One final important feature added to the Tegra X1 is support for “double speed FP16” (16-bit floating point operations) in the GPU’s CUDA cores. Typically Maxwell only features FP32 and FP64 cores, but Nvidia has altered FP16 operation handling in the X1, whereby a limited set of FP16 operations can be packed together and computed over a single FP32 core. This is not ideal, but will allow Nvidia to compete with its rivals in situations where FP16 operations are important. Overall, these changes add up to 1024 GFLOPs (1 TFLOP) FP16 performance and 512 GFLOPs for FP32 operations.
Nvidia hasn’t just gone all-out with its CPU and GPU design. Tying the whole SoC together is a 64-bit wide LPDDR4 memory interface that supports up to 4GB of RAM. Peak memory bandwidth has been boosted up to 25.6 GB/s, up from 14.9GB/s and energy efficiency has improved by around 40 percent. The Tegra X1 now supports eMMC 5.1 memory for faster reading and writing of high speed storage cards.

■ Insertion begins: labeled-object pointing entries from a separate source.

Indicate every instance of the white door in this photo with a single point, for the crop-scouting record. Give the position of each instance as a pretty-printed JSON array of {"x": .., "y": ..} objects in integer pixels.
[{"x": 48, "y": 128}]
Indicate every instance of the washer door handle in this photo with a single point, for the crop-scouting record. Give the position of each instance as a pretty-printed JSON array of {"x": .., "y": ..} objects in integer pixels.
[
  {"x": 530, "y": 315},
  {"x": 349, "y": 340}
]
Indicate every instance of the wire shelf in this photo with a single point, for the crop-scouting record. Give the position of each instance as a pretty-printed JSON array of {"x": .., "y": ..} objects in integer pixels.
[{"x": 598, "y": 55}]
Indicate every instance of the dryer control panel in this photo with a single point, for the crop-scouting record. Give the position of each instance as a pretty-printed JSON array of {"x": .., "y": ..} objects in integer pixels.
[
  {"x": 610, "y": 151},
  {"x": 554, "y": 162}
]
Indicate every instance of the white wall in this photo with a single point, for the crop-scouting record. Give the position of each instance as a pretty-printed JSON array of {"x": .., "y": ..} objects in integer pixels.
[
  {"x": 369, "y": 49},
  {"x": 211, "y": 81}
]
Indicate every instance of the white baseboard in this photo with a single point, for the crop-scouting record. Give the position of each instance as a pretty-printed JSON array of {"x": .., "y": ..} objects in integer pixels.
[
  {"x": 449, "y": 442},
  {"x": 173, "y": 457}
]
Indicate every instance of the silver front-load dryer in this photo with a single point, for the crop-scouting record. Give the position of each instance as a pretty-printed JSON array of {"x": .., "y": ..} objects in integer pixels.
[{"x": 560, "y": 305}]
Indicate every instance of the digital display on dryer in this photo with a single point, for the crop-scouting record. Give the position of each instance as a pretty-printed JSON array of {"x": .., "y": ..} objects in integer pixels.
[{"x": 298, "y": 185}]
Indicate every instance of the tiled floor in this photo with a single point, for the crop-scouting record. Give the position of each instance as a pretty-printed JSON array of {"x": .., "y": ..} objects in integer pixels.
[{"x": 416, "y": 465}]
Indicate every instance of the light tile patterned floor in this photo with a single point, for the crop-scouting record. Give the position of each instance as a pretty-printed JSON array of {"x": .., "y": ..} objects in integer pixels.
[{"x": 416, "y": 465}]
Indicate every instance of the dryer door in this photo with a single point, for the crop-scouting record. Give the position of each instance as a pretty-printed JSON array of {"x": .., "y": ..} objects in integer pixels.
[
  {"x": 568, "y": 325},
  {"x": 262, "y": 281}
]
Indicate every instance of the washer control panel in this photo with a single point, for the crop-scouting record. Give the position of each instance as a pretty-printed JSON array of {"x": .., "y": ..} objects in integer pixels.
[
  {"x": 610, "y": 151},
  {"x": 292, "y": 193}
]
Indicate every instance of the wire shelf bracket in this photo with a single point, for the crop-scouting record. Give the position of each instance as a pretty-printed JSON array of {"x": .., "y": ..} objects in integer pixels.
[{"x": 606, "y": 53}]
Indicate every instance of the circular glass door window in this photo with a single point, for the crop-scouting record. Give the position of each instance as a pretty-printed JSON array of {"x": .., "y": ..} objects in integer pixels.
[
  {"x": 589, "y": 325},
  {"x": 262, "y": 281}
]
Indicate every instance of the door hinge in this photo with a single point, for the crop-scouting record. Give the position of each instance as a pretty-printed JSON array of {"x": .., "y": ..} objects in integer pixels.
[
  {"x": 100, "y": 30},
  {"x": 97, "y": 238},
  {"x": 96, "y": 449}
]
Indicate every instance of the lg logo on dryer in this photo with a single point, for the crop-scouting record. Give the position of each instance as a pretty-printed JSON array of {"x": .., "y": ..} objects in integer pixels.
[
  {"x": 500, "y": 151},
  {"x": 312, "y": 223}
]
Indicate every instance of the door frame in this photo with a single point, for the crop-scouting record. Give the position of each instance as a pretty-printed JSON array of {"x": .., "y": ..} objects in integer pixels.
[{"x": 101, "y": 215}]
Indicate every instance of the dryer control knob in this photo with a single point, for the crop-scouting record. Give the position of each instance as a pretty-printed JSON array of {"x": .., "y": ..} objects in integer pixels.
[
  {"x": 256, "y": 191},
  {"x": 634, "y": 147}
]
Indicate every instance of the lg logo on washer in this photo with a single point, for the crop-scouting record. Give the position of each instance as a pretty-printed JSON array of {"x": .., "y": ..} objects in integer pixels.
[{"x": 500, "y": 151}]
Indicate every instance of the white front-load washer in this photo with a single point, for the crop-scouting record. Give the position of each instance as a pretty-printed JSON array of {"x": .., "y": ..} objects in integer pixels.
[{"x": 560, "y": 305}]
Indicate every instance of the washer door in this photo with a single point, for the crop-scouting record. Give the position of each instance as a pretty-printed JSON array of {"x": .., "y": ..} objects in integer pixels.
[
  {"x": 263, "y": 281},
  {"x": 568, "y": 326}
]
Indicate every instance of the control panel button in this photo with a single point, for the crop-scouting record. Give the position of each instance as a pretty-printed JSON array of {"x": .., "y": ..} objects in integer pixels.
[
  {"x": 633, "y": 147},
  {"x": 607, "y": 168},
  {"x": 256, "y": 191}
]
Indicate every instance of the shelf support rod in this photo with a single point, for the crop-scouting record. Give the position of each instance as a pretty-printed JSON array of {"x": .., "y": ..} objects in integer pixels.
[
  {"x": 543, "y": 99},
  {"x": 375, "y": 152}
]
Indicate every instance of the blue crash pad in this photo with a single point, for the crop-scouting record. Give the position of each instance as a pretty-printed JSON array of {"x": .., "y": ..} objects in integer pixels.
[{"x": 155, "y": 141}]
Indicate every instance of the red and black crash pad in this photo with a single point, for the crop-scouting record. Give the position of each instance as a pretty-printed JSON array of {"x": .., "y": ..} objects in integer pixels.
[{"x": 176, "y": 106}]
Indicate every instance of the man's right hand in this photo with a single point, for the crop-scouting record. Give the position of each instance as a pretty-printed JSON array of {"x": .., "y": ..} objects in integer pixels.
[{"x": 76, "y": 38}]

Video and display support has also been bumped up this generation. The Tegra X1 supports 60fps 4K H.265, H.264, VP9 and VP8 video encode and decode, improving on the 30fps 4K limit of the Tegra K1. External displays are now also supported at 60fps for 4K video content via HDMI 2.0 and HDCP 2.2 connections. JPEG encode and decode has also received a fivefold speed boost, up from 120 MP/s to 600 MP/s, although the other ISP features appear the same as the Tegra K1. The Dual ISP supports 4096 focus points, 100 MP sensors and up to 6 camera inputs.
The Tegra X1 is a clear improvement over its predecessor and should provide a considerable jump in GPU performance. As Qualcomm, Samsung and MediaTek all move over to new ARM Cortex CPU designs this year, Nvidia is banking on its graphics prowess to set it apart from the competition. We will have to wait to get our hands on the chip to know for sure if the Tegra X1 has what it takes to challenge the mobile market’s biggest players, but Nvidia’s latest effort certainly looks like a strong contender this year.